Recently, a friend asked for my notes from a d’var Torah I gave for a friend’s wedding last August. I thought I’d put it out here for you guys as well. Feel free to steal it for any wedding! 

Not a Ladder Rung: L’Besar Echad

If you are attending a Jewish wedding, you were called to be witnesses to not the next rung in a relationship ladder as society as made many to believe, but rather to bear witness to sealing of a holy covenant between two people and the God of Israel. This covenant is, as Genesis 2 says, the reason a man ever leaves the home of his parents – to hold fast to his wife so the two may become “l’basar echad” – one flesh. The term “echad” is the same expression Moses uses to express to Israel the very nature of their God – a holy unity that binds the universe together: Shema Yisrael, Adonai Eloheinu, Adonai Echad. “Hear O Israel, HaShem is God. HaShem is One.”

Ve-Ahavta Le’reaka Kamoka

In becoming “l’besar echad”, this brings about a unique responsibility as expressed the command of “ve-ahavta le’reaka kamoka” to love your neighbor as yourself. Within the unity of marriage, being “l’basar echad“, caring for the other is caring yourself. It is in your best interest to care about their wellbeing from the depths of your heart because they are, in a sense, you. You have been unified.

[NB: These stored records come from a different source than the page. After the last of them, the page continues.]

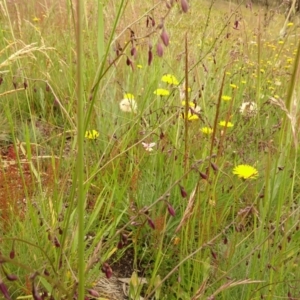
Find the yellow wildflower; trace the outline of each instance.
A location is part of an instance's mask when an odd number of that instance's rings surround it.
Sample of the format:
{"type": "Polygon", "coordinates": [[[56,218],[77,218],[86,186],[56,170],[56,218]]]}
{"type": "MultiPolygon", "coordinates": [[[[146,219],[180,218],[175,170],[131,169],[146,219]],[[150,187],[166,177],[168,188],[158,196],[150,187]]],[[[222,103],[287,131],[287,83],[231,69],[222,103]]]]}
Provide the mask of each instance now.
{"type": "Polygon", "coordinates": [[[243,179],[255,179],[258,176],[258,171],[249,165],[238,165],[232,173],[243,179]]]}
{"type": "Polygon", "coordinates": [[[95,140],[95,139],[97,139],[98,136],[99,136],[99,132],[95,129],[87,130],[85,132],[85,138],[87,138],[89,140],[95,140]]]}

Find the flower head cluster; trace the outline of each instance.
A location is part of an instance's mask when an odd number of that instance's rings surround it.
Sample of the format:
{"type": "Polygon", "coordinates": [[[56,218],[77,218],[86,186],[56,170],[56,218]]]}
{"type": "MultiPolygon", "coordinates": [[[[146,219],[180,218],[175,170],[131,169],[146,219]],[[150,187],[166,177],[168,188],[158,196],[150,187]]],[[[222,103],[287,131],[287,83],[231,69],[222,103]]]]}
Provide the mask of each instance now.
{"type": "Polygon", "coordinates": [[[212,130],[210,127],[202,127],[202,128],[200,129],[200,131],[201,131],[202,133],[204,133],[204,134],[207,134],[207,135],[213,133],[213,130],[212,130]]]}
{"type": "MultiPolygon", "coordinates": [[[[183,108],[185,107],[185,101],[182,101],[181,104],[183,106],[183,108]]],[[[201,111],[201,107],[199,105],[197,105],[197,103],[195,102],[192,102],[192,101],[189,101],[189,111],[188,111],[188,116],[187,116],[187,119],[189,121],[192,121],[192,120],[198,120],[199,119],[199,116],[198,114],[200,113],[201,111]]],[[[185,113],[182,112],[182,114],[180,115],[180,117],[182,119],[185,119],[185,113]]]]}
{"type": "Polygon", "coordinates": [[[154,91],[154,95],[157,95],[157,96],[169,96],[170,95],[170,92],[166,89],[156,89],[154,91]]]}
{"type": "Polygon", "coordinates": [[[130,93],[124,95],[119,105],[120,109],[124,112],[137,112],[137,103],[134,100],[134,96],[130,93]]]}
{"type": "Polygon", "coordinates": [[[249,165],[238,165],[232,173],[243,179],[255,179],[258,176],[258,171],[249,165]]]}
{"type": "Polygon", "coordinates": [[[230,96],[223,95],[223,96],[221,97],[221,99],[224,100],[224,101],[229,101],[229,100],[231,100],[231,97],[230,97],[230,96]]]}
{"type": "Polygon", "coordinates": [[[233,124],[229,121],[228,122],[227,121],[220,121],[219,125],[223,126],[223,127],[233,127],[233,124]]]}
{"type": "Polygon", "coordinates": [[[97,137],[99,136],[99,132],[97,130],[95,130],[95,129],[93,129],[93,130],[87,130],[85,132],[84,136],[85,136],[86,139],[96,140],[97,137]]]}
{"type": "Polygon", "coordinates": [[[178,85],[179,81],[176,79],[176,77],[172,74],[165,74],[162,78],[161,78],[162,82],[166,82],[167,84],[170,85],[178,85]]]}

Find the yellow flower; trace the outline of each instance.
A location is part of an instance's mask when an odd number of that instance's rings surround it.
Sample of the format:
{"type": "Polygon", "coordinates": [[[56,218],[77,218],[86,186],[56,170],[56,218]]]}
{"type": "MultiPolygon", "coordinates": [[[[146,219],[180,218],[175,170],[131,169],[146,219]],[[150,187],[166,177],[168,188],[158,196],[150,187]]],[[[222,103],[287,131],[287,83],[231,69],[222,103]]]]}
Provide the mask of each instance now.
{"type": "Polygon", "coordinates": [[[224,101],[229,101],[229,100],[231,100],[231,97],[230,97],[230,96],[223,95],[223,96],[221,97],[221,99],[224,100],[224,101]]]}
{"type": "Polygon", "coordinates": [[[287,23],[287,27],[292,27],[294,25],[294,23],[293,22],[290,22],[290,23],[287,23]]]}
{"type": "Polygon", "coordinates": [[[238,86],[237,86],[236,84],[233,84],[233,83],[231,83],[230,86],[231,86],[233,89],[237,89],[237,88],[238,88],[238,86]]]}
{"type": "Polygon", "coordinates": [[[258,176],[258,171],[249,165],[238,165],[232,173],[243,179],[255,179],[258,176]]]}
{"type": "Polygon", "coordinates": [[[241,83],[242,83],[242,84],[246,84],[247,81],[246,81],[246,80],[242,80],[241,83]]]}
{"type": "Polygon", "coordinates": [[[97,139],[98,136],[99,136],[99,132],[95,129],[87,130],[85,132],[85,138],[87,138],[89,140],[95,140],[95,139],[97,139]]]}
{"type": "MultiPolygon", "coordinates": [[[[185,107],[185,101],[181,102],[182,106],[185,107]]],[[[197,105],[197,103],[194,103],[192,101],[189,101],[189,107],[192,109],[192,111],[199,113],[201,111],[201,107],[197,105]]]]}
{"type": "Polygon", "coordinates": [[[213,132],[213,130],[210,127],[202,127],[200,129],[200,131],[205,133],[205,134],[211,134],[213,132]]]}
{"type": "Polygon", "coordinates": [[[168,90],[165,89],[157,89],[154,91],[154,94],[157,96],[169,96],[170,92],[168,90]]]}
{"type": "Polygon", "coordinates": [[[173,85],[178,85],[179,82],[176,79],[176,77],[172,74],[165,74],[162,78],[161,78],[162,82],[166,82],[167,84],[173,84],[173,85]]]}
{"type": "Polygon", "coordinates": [[[136,65],[136,67],[137,67],[138,69],[142,69],[142,68],[143,68],[142,65],[136,65]]]}
{"type": "Polygon", "coordinates": [[[231,75],[231,73],[230,73],[230,72],[226,72],[225,74],[226,74],[226,75],[231,75]]]}
{"type": "Polygon", "coordinates": [[[41,19],[38,18],[38,17],[34,17],[34,18],[32,19],[33,22],[39,22],[40,20],[41,20],[41,19]]]}
{"type": "Polygon", "coordinates": [[[220,121],[219,125],[223,127],[233,127],[233,124],[231,122],[226,122],[226,121],[220,121]]]}
{"type": "Polygon", "coordinates": [[[278,44],[282,45],[282,44],[284,44],[284,42],[283,41],[278,41],[278,44]]]}
{"type": "Polygon", "coordinates": [[[123,98],[124,99],[134,99],[134,96],[130,93],[126,93],[126,94],[124,94],[123,98]]]}
{"type": "MultiPolygon", "coordinates": [[[[181,119],[185,119],[185,114],[184,113],[182,113],[181,115],[180,115],[180,118],[181,119]]],[[[193,121],[193,120],[198,120],[199,119],[199,116],[198,115],[196,115],[196,114],[194,114],[194,113],[192,113],[192,112],[188,112],[188,120],[189,121],[193,121]]]]}
{"type": "Polygon", "coordinates": [[[260,73],[265,73],[265,70],[264,69],[260,69],[260,73]]]}

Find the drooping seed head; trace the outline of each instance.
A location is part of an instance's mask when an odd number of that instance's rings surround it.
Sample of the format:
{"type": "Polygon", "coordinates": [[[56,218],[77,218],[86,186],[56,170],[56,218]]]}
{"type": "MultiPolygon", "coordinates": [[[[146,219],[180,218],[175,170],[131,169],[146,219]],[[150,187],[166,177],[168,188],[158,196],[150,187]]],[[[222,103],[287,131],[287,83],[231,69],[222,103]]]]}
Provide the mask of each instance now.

May You Have the Simcha of Adam and Chavah

In the seven traditional wedding blessings, one of the blessings is that you may be blessed with the simcha, the perfect joy, of Adam and Chavah, Adam and Eve that they shared in Gan Eden. What is so perfect about this simcha, this kind of joy? It is because they, beyond a shadow of a doubt, knew that they were literally made for each other. This is the kind of simcha, the kind of perfect joy that everyone who loves you wants to bless your marriage with this day and every day of your marriage.

Ahavah – Giving, Not Love

You know, oddly enough, though we think we’ve been taught these concepts from a Biblical perspective, there is Hebrew word for the Western concept of “love.” It’s not lovey dovey, mushy gushy puppy dog tails and butterfly kisses. It’s not fluffy. It’s work. The word for “love” in Hebrew is “ahavah.” Many translate this as love, but that’s not what it means. When you break it down, the root of the word “hav” simply means “give.” Ahavah is the expression “I will give.” Ahavah is the promise of action. It is the promise of giving.

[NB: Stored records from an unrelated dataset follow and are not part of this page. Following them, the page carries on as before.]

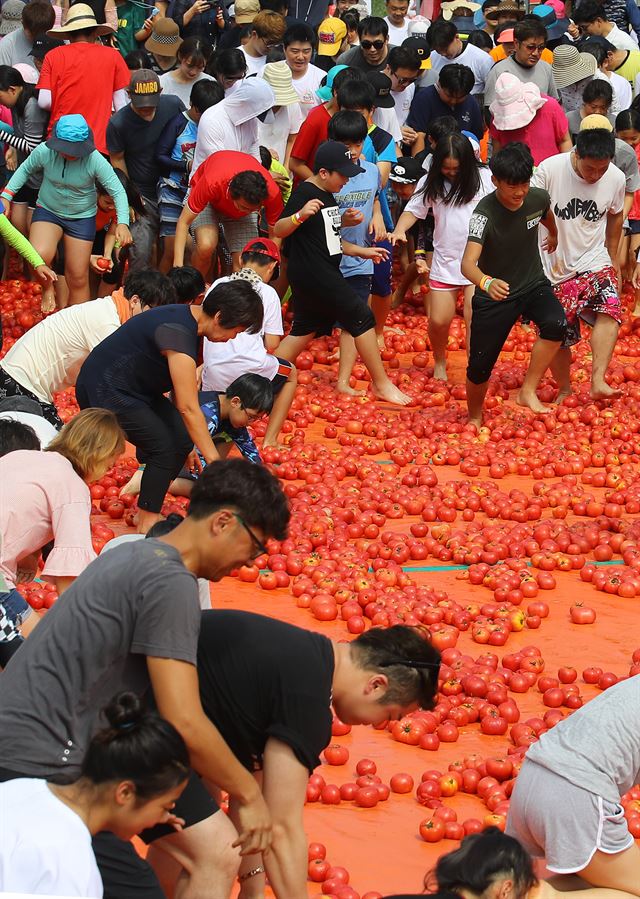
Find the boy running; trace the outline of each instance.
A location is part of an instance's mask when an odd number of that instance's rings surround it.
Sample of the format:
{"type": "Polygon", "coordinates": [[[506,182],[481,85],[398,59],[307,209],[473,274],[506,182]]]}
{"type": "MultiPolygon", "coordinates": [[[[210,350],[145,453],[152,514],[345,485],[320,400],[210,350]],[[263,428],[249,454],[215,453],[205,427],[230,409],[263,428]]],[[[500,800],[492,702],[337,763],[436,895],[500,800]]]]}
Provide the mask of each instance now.
{"type": "Polygon", "coordinates": [[[489,377],[518,318],[530,319],[540,336],[517,402],[546,413],[536,389],[566,333],[564,310],[542,268],[538,225],[547,229],[544,247],[554,252],[558,232],[549,194],[530,188],[533,157],[525,144],[513,143],[491,160],[495,191],[476,206],[461,271],[476,285],[467,366],[469,421],[482,426],[489,377]]]}

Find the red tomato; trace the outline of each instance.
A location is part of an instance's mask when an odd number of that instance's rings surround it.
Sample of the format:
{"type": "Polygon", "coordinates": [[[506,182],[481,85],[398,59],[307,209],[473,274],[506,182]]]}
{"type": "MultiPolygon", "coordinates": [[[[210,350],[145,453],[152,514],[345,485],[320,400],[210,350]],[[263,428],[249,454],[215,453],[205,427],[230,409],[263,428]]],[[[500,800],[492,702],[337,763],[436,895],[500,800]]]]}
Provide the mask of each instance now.
{"type": "Polygon", "coordinates": [[[413,790],[413,777],[410,774],[394,774],[389,786],[392,793],[410,793],[413,790]]]}
{"type": "Polygon", "coordinates": [[[327,871],[329,870],[329,862],[324,858],[314,858],[309,862],[307,876],[313,883],[322,883],[327,879],[327,871]]]}
{"type": "Polygon", "coordinates": [[[439,843],[444,839],[445,822],[440,818],[427,818],[421,822],[419,831],[425,843],[439,843]]]}
{"type": "Polygon", "coordinates": [[[593,624],[596,620],[595,609],[583,606],[582,603],[575,603],[569,609],[571,621],[574,624],[593,624]]]}
{"type": "Polygon", "coordinates": [[[324,760],[327,765],[346,765],[349,761],[349,750],[339,743],[330,743],[324,751],[324,760]]]}
{"type": "Polygon", "coordinates": [[[309,843],[309,849],[307,852],[309,861],[313,861],[314,859],[326,858],[327,857],[327,847],[324,843],[309,843]]]}
{"type": "Polygon", "coordinates": [[[111,260],[107,259],[106,256],[98,256],[96,259],[96,266],[101,272],[107,272],[111,268],[111,260]]]}
{"type": "Polygon", "coordinates": [[[355,795],[355,802],[359,808],[374,808],[378,801],[379,794],[375,786],[360,787],[355,795]]]}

Nesuin – Not Marriage, Carrying

By the same odd coin, there is no Hebrew for “marriage.” You won’t find a wedding ceremony spelled out in the Bible – it’s usually a man taking for himself a wife. The closest word we have is “nesuin” – but “nesuin” doesn’t mean marriage – rather it expresses the nature of it. The root of it is “nu-say” – “to carry”. The whole word is plural and means “carryings.”
To marry is to carry. To love is to give. May everyone shower a “nesuin“, a marriage, with their own “ahavah“, their own givings of love just as you two are giving yourself to one another as a source of blessing on the life of the other.